Lesedauer: 7 Minuten

Wie wichtig sind Geschwister? Was kann ich tun, wenn ein Kind oft schlägt oder ausrastet? Diese und weitere Fragen beantworten Expertinnen und Experten in unserem Dossier zum Thema Entwicklung & Psychologie

Wie wichtig sind Geschwister?

Um gut zu gedeihen, braucht ein Kind keine Geschwister. Einen Bruder oder eine Schwester zu haben, hat natürlich Vorteile – aber auch Nachteile. Ein Einzelkind ist ganz einfach eine Variante und kein Grund für Eltern, ein schlechtes Gewissen zu haben. Dieses Schuldgefühl speist sich wohl eher aus den Wunschvorstellungen oder dem Bild, das sich Eltern von einer Familie malen. Man kann es getrost vergessen.

Einzelkinder haben weder mehr Vor- noch mehr Nachteile als Geschwisterkinder. Viel wichtiger als ein Geschwister ist für ein Kind, dass es in einem Umfeld aufwächst, in welchem es gut gedeihen kann.

Jürg Frick, Geschwisterforscher, Psychologe FSP, Autor, Dozent und Berater an der Pädagogischen Hochschule Zürich

Was kann ich tun, wenn ein Kind oft schlägt oder ausrastet? 

Der Umgang mit seinen Gefühlen und die Entwicklung einer inneren Kontrollinstanz lernen Kinder erst im Laufe der Kindergartenzeit. Was Eltern als trotziges Verhalten erscheint, ist oftmals auf eine Unreife des kindlichen Gehirns zurückzuführen, das schlichtweg noch nicht in der Lage ist, manche Reaktionen zu kontrollieren.

Die Impulskontrolle entwickelt sich im Laufe der Zeit von selbst. Man kann das Kind aber unterstützen, sein Potenzial an Selbstkontrolle und Bedürfnisaufschub zu entfalten. Damit Kinder ihre Impulskontrolle trainieren, brauchen sie die Begleitung Erwachsener.
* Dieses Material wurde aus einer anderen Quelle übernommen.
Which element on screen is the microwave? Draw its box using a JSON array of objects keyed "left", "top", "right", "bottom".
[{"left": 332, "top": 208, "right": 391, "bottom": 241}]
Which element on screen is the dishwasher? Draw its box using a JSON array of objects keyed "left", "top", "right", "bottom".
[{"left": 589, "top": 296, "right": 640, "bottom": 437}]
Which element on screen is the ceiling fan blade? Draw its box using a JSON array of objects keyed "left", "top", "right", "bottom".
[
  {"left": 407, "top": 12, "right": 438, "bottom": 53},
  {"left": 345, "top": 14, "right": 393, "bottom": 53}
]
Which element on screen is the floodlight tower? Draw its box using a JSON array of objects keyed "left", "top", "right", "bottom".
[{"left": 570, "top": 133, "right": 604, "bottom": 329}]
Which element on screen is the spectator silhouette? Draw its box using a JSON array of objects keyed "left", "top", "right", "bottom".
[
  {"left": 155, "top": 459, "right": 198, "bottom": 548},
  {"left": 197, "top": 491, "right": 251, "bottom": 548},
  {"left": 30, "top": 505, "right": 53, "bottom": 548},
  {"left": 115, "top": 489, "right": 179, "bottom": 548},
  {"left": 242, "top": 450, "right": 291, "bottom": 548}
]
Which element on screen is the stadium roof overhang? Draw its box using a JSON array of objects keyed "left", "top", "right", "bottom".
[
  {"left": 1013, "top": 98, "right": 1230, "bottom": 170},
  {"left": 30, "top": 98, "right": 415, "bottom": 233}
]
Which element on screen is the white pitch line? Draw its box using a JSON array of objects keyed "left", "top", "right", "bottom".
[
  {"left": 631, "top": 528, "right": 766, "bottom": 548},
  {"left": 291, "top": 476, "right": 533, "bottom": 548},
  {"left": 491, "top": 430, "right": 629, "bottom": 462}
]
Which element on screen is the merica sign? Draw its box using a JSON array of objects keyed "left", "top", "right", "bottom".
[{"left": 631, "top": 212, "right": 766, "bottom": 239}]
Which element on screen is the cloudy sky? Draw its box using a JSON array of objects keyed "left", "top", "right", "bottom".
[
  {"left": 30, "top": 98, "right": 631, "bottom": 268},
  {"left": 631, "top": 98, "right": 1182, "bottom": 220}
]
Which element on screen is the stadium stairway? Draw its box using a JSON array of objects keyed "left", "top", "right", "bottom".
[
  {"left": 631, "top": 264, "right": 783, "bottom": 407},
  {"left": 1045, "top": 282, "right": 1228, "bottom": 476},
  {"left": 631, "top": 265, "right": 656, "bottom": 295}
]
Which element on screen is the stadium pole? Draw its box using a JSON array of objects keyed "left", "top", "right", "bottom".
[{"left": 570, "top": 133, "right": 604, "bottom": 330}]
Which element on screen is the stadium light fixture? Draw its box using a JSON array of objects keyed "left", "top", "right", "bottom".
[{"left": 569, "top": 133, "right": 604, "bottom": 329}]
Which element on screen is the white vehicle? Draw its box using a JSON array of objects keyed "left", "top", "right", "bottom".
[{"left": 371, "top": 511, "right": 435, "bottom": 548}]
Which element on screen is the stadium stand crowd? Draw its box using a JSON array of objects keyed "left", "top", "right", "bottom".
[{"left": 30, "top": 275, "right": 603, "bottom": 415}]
Sie können ihre Bedürfnisse, ihre Eindrücke und ihre Gefühle oft noch nicht ausformulieren, reagieren deshalb emotional und körperlich.

Daher ist es wichtig, dass Eltern formulieren, was das Kind fühlt. Mit zunehmender Reife wächst auch die Möglichkeit, sich in die Situation des anderen hineinzuversetzen. «Ich mag nicht gehauen werden, also mag mein Freund auch nicht gehauen werden.» Diese essenzielle Einsicht wirkt besser als jedes Verbot.

Moritz Daum, Entwicklungs­psychologe

Wie wichtig ist Frühförderung?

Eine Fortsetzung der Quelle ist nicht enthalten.